When she was aged 20, Anita began working for feminist causes and joined the Unión de Mujeres Americanas (Union of American Women), which had been founded in 1934 by Margarita Robles de Mendoza. The UMA Chapter of Morelos was founded in 1935 with Zapata as its president. She organized women to fight for the vote in Morelos, recruited women from Guerrero to join and served as the president of the Puebla chapter as well as the Morelos chapter. She also joined the Partido Nacional Revolucionario (PNR) (the precursor to PRI) and fought for the vote from within the ranks of the party, becoming president of the Asociación Nacional Femenina Revolucionaria the Institutional Revolutionary Party (PRI)'s women's affiliate.

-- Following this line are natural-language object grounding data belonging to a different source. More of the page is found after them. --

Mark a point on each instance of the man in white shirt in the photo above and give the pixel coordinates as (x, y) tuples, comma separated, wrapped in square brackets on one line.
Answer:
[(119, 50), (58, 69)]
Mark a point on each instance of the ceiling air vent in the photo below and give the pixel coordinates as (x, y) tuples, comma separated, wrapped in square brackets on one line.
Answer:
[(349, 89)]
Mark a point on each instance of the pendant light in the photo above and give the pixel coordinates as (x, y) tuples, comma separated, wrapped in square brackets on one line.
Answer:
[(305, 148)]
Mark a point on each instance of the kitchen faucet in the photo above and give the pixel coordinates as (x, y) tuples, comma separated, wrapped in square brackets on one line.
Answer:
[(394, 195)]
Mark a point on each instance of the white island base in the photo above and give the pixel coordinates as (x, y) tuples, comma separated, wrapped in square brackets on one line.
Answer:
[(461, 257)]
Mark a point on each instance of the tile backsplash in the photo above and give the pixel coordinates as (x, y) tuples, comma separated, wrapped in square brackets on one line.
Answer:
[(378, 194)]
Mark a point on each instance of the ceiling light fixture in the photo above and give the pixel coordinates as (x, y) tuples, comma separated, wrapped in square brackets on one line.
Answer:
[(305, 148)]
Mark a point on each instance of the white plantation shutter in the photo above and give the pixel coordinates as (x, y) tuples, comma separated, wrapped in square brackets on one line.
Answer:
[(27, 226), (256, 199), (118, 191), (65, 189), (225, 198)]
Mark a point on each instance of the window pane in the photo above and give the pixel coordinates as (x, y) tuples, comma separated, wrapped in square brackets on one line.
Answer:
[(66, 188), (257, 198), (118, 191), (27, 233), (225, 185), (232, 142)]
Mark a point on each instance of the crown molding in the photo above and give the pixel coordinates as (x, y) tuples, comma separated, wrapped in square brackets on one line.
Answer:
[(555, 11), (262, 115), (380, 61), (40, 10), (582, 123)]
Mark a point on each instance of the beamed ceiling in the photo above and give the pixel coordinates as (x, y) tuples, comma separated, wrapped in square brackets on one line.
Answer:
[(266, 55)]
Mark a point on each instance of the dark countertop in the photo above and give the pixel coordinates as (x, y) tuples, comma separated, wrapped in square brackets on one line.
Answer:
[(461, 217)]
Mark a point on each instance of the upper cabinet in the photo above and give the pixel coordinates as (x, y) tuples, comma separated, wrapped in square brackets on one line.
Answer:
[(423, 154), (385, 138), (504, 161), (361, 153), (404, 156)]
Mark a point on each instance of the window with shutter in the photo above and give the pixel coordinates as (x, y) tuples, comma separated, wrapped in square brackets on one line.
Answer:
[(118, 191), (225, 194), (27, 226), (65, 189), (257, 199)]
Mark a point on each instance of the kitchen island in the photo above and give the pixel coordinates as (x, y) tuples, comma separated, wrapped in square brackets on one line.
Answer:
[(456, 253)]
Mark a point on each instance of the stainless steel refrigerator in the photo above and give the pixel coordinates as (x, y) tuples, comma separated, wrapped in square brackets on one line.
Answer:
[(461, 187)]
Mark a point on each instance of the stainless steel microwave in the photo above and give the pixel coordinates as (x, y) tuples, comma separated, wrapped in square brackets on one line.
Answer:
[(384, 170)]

In 1946, she married Manuel Manrique, with whom she had seven children: Isaías Manuel, Beatriz Ofelia, María del Carmen, Julieta Ana María (Fanny), Lina Martha, and twins Hermenegildo and Justino. Zapata served in many local political organizations, as treasurer of the ejido of Cuautla, as the land grant beneficiary of Cuautla, as municipal councilor and municipal trustee. From 1958 to 1961, she served as the first female federal representative from the state of Morelos as a PRI representative in the XLIV Federal Legislature.

Zapata died on 28 February 2010, in Cuautla, Morelos, Mexico.